Be sure to check with your local lawn experts for specific recommendations for turf grass in you area.
In the fall, fertilize your lawn with an NPK (nitrogen, phosphorus, potassium) ration of 3-1-2 or 4-1-2. The ratio doesn’t need to be exact, but do try to get a product with similar amounts. Plan to use approximately 1 pound of fertilizer per 1,000 square feet of lawn and always follow the package directions. Applying too much fertilizer will not help your grass and, in fact, may damage it.
Thatch is the buildup of dead roots and stems that develop between the soil and the green grass blades. If you have just a little buildup, you can use a hard rake or a dethatching rake to remove the dead grass, but if you have more than ½ inch you will need to core aerate in the fall or the spring.
Core aeration uses rentable equipment to remove plugs of soil, increasing the soil’s ability to receive water, air and fertilizer. If your buildup is thicker than ⅔ inch, you will need to not only core aerate but add ⅛ to ¼ inch of organci matter like compost or peat. Water in well.
September and October are the best months to control perennial broadleaf weeds like clover and dandelions. These weeds are busy taking in sun and nutrients to get them through the winter months, so that means they are open to receiving weed killers as well.

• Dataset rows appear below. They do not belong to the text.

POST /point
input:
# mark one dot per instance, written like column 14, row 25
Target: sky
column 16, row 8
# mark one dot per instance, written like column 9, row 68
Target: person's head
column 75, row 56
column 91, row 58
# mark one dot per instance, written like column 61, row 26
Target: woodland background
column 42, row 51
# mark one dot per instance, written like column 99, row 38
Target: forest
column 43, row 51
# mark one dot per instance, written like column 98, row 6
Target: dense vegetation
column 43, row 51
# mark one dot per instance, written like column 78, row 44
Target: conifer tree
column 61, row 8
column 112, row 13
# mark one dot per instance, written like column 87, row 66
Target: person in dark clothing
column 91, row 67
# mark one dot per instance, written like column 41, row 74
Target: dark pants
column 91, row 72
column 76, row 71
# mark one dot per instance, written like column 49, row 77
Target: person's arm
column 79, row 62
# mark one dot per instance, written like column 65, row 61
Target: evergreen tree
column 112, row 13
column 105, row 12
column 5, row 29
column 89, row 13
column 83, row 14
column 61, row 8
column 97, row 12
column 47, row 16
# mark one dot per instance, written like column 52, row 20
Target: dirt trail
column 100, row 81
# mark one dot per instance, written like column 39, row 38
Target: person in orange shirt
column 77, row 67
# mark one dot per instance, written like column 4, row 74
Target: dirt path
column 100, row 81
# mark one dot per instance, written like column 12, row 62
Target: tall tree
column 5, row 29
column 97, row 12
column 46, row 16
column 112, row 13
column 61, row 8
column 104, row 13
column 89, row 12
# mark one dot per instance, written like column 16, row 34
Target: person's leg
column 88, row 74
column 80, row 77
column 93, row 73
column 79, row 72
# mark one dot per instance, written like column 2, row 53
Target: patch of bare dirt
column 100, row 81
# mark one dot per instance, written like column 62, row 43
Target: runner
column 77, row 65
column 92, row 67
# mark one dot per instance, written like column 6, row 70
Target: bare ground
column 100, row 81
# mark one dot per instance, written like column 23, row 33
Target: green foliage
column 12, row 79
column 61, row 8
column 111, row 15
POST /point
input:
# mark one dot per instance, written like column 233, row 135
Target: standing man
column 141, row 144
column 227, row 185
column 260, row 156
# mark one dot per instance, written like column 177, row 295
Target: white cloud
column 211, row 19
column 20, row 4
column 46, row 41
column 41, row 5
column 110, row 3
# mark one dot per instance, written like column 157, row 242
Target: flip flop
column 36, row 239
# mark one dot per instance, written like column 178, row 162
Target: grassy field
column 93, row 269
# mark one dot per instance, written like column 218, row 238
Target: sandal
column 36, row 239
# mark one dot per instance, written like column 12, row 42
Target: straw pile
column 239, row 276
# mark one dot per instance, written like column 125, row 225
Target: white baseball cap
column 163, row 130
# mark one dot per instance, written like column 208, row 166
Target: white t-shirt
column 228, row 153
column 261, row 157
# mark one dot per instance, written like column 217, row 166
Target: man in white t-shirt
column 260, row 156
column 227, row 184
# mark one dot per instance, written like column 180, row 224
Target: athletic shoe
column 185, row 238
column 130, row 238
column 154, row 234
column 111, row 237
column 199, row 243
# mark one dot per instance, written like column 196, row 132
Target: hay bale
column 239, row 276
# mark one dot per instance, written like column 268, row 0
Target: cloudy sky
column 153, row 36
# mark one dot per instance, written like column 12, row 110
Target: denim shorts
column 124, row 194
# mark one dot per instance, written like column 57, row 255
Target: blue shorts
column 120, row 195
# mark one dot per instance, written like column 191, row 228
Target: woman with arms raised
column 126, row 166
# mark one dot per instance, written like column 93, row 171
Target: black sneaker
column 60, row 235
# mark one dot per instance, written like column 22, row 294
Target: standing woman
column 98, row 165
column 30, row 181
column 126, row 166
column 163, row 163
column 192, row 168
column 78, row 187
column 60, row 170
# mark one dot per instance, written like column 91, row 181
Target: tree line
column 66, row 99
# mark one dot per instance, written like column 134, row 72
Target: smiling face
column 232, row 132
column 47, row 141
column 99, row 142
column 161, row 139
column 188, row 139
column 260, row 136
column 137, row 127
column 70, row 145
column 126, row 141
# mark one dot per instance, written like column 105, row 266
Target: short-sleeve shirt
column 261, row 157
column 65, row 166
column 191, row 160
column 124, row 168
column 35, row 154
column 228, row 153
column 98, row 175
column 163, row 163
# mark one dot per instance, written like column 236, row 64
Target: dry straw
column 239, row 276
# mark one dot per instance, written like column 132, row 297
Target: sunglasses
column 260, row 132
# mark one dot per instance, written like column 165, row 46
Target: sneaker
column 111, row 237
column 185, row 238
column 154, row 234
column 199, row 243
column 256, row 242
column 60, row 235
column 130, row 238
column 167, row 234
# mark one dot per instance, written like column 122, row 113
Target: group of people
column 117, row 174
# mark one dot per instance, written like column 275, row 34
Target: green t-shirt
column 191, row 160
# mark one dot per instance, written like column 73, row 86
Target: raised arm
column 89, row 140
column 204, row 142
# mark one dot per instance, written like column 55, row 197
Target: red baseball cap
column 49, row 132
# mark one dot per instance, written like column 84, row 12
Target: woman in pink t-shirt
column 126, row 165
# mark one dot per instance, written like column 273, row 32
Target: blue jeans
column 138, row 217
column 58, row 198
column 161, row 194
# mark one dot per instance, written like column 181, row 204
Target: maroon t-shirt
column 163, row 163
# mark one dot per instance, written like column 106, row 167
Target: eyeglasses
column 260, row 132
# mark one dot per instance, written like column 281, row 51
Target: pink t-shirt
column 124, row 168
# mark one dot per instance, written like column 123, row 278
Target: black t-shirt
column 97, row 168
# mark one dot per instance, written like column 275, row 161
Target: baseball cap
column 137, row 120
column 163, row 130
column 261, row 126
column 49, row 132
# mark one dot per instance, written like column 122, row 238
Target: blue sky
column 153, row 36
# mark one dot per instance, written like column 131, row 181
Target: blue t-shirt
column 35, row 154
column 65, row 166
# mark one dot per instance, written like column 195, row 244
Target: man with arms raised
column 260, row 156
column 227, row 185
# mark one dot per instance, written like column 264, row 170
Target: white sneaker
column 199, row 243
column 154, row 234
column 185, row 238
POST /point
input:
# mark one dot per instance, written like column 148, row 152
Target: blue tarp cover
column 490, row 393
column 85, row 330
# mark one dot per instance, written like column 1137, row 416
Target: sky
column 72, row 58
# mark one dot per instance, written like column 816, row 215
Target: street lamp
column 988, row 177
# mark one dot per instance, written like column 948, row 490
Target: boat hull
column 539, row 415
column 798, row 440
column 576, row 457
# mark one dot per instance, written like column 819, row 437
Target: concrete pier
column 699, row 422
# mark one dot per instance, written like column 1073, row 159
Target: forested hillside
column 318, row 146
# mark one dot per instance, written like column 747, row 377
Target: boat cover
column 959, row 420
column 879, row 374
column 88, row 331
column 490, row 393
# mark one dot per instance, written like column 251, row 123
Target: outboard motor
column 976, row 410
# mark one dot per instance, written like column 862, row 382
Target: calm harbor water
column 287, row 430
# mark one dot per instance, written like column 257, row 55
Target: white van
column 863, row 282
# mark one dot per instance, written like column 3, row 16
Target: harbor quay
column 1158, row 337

If you have just a few weeds, pull them out by hand, but more numerous weeds may require additional tactics or chemicals – either organic or non organic. As with fertilizers, always follow the package directions when applying any chemical to your lawn to avoid damaging it and the surrounding plants. Don’t worry about any bare spots left by weed removal; your healthy grass will take over those areas in no time.
Sow grass seeds
If you have large bare areas left by weed removal or simply need to establish a new or extended part of your lawn, mid-August to mid-September is the best time to sow grass seeds. Always check with your county extension office or trusted local nursery about the best times to sow seeds in your area, however.
Before you sow, be sure you have prepared the soil correctly to get the best results. Till the soil at least 6 inches deeps, add ½ to 1 inch or so of compost or peat, rake the soil smooth and sow the seeds. Water in well and keep the soil consistently moist until after the new growth emerges, or about 6 weeks.